Zwischen Freude und Wehmut - Abschied aus Südamerika
2/6/20257 min lesen
Lange habe ich überlegt, ob ich diese Zeilen wirklich teilen soll. Wahrscheinlich werden sie nur wenige lesen – und doch sind sie öffentlich. Sind sie zu persönlich? Mache ich mich damit verletzlich? Ist es mir unangenehm? Ja, vielleicht. Aber das ist es mir wert. In den letzten Jahren haben sich gerade auf meine persönlichsten Artikel Menschen mit wertvollen und dankbaren Worten bei mir gemeldet.
Und wenn nur eine Person meine Worte liest und sich verstanden fühlt; wenn nur eine Person merkt, dass sie mit ähnlichen Gedanken nicht allein ist; wenn nur eine Person erkennt, dass das perfekte Leben in sozialen Medien nicht immer der Realität entspricht; oder wenn nur eine Person meine Gefühle durch diese Zeilen besser nachvollziehen kann – dann hat es sich schon gelohnt.

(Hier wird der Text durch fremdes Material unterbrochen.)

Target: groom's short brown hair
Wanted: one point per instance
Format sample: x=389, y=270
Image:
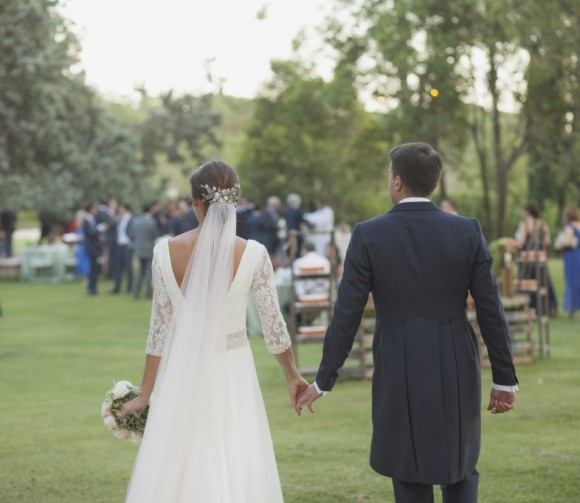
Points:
x=418, y=165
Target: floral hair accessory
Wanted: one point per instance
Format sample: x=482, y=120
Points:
x=231, y=195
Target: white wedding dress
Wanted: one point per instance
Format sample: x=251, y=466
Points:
x=219, y=450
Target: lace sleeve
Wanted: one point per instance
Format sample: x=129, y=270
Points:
x=161, y=313
x=273, y=324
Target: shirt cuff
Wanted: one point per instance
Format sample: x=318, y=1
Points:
x=318, y=390
x=501, y=387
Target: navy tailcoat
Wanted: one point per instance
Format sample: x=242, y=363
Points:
x=420, y=264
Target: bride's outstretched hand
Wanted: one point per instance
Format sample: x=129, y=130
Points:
x=137, y=405
x=296, y=386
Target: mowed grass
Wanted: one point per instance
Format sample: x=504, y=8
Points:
x=60, y=351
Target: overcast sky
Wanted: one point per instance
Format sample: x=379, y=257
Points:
x=163, y=44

Also teile ich meine Gedanken mit dir, die ich am 03. Februar 2025 in Colonia del Sacramento (Uruguay) in einem meiner kleinen Notizheftchen festgehalten habe.

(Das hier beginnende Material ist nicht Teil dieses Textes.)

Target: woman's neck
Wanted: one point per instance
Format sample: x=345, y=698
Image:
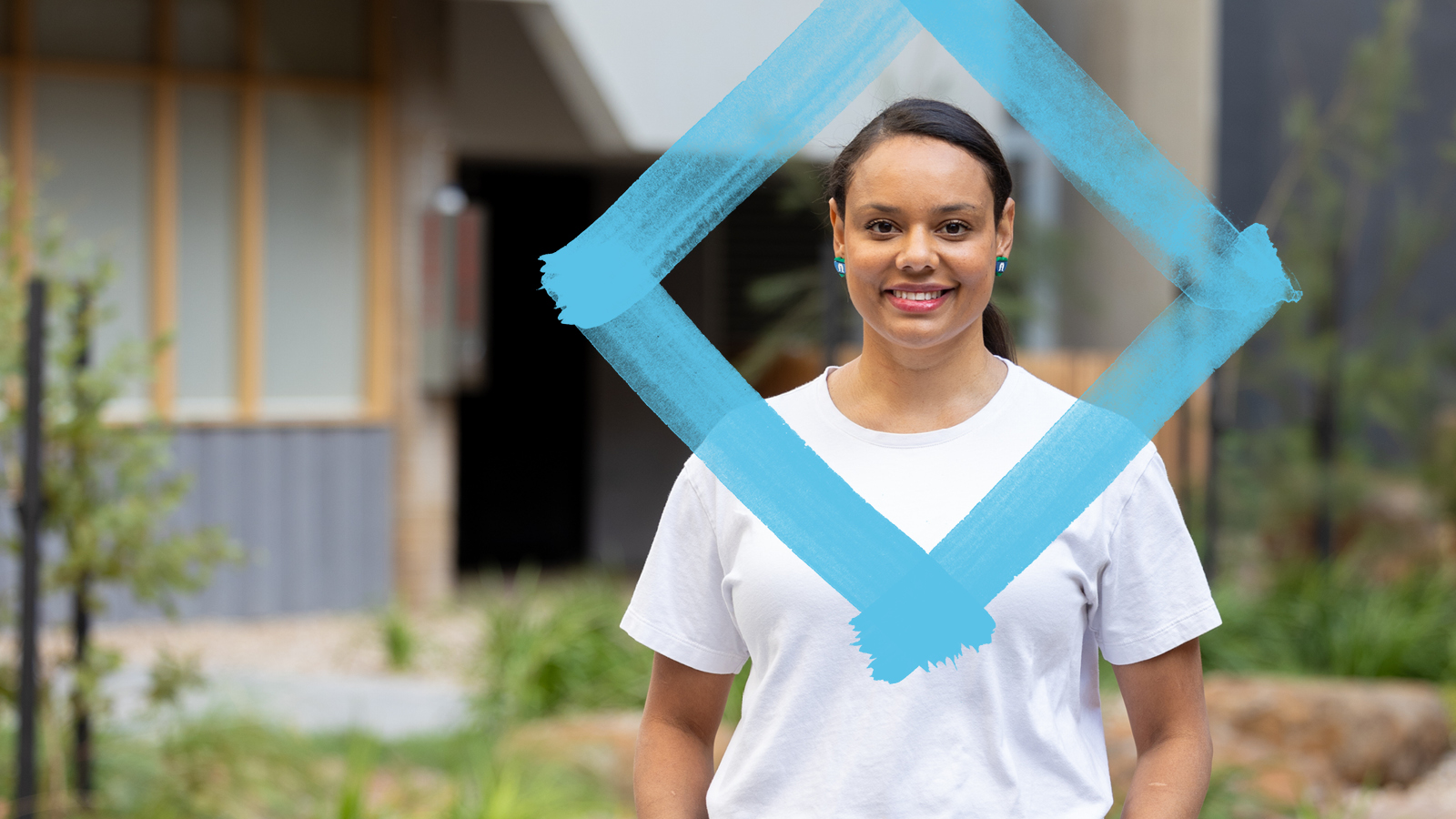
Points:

„Dieses kleine Büchlein ist mittlerweile leider so gut wie voll, deshalb wird das, was ich jetzt schreibe, etwas verteilt an verschiedenen Stellen zu finden sein – da, wo noch ein paar Zeilen Platz sind. Aber ich muss mal ein paar Gedanken loswerden. Heute ist Montag. Am Freitag geht mein Flug nach Deutschland. Ich sitze hier am Hafen von Colonia, mit einem wunderschönen, leicht in Rosa eingehauchten Himmel. Einfach perfekt. Diese Abendhimmel werde ich vermissen.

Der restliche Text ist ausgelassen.